After Jesus had risen from the grave, the chief priests and elders offered a large bribe to Roman guards to say his body had been stolen while they slept. They further offered to run interference with the governor, should word of the missing body get back to him. These chiefs and elders were the supposed spiritual leaders of the Jewish people. Among the laws they represented was a prohibition on bearing false witness. To do so warranted punishment equal to whatever the wronged party would have suffered. Yet because they convinced themselves they were doing right, the hypocrisy did not matter to them.

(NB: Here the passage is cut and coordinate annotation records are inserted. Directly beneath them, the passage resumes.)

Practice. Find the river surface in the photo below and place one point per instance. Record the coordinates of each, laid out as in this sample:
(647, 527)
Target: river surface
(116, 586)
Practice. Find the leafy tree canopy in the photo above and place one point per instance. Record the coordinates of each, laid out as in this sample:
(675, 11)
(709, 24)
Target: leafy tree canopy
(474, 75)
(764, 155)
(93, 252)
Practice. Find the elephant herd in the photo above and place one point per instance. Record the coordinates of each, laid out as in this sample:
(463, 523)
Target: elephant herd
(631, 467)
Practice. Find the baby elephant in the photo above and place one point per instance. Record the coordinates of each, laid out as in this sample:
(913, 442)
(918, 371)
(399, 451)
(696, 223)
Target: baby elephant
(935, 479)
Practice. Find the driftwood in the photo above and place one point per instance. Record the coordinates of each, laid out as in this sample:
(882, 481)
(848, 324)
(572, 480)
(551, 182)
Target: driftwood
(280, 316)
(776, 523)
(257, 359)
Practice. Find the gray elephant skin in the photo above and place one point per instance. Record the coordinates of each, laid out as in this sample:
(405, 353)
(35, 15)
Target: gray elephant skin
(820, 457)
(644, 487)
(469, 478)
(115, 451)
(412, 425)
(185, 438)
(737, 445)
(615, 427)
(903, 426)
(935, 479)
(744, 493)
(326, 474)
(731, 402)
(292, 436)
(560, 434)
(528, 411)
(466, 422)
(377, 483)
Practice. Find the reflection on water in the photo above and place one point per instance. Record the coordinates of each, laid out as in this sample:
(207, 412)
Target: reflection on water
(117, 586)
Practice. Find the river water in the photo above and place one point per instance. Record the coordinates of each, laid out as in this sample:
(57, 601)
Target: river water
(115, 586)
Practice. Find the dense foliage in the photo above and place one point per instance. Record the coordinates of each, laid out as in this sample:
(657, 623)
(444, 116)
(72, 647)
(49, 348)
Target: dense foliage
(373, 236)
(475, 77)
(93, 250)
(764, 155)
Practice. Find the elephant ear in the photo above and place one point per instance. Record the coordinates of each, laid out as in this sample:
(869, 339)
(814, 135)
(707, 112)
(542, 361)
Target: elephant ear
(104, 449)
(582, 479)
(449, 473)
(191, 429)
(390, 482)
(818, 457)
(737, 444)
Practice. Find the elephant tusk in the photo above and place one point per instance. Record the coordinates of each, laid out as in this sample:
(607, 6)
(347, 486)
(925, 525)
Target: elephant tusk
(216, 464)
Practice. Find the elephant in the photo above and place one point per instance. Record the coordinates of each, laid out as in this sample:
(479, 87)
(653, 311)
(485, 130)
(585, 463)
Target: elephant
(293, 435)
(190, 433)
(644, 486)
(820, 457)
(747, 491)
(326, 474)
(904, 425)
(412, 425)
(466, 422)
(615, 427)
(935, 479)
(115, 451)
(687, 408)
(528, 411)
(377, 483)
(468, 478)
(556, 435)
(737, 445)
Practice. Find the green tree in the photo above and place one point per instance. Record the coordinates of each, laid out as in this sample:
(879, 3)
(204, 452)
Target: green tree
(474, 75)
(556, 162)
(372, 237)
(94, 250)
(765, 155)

Double standards are pernicious, especially when we believe our cause is just. It’s natural to overlook flaws in the people and institutions we favor, and exaggerate them in those we don’t. Doing so, however, undermines our integrity, our credibility, and ultimately the cause we serve. For people of integrity, good ends do not justify bad means. The righteous who resort to unrighteous tactics destroy the thing they hope to preserve. Consciously hold your friends, your enemies, and yourself to the same standards. Let us be less concerned with whether we “win” … and more with whether we witness to Christ.

Comfort: Losing is no shame if you lose with integrity.

Challenge: Over the next week, pay to attention to the double standards of your own views, especially around religion and politics.

Prayer: God of Justice, open my eyes to my own short sightedness. Amen.

Discussion: What double standards bother you the most?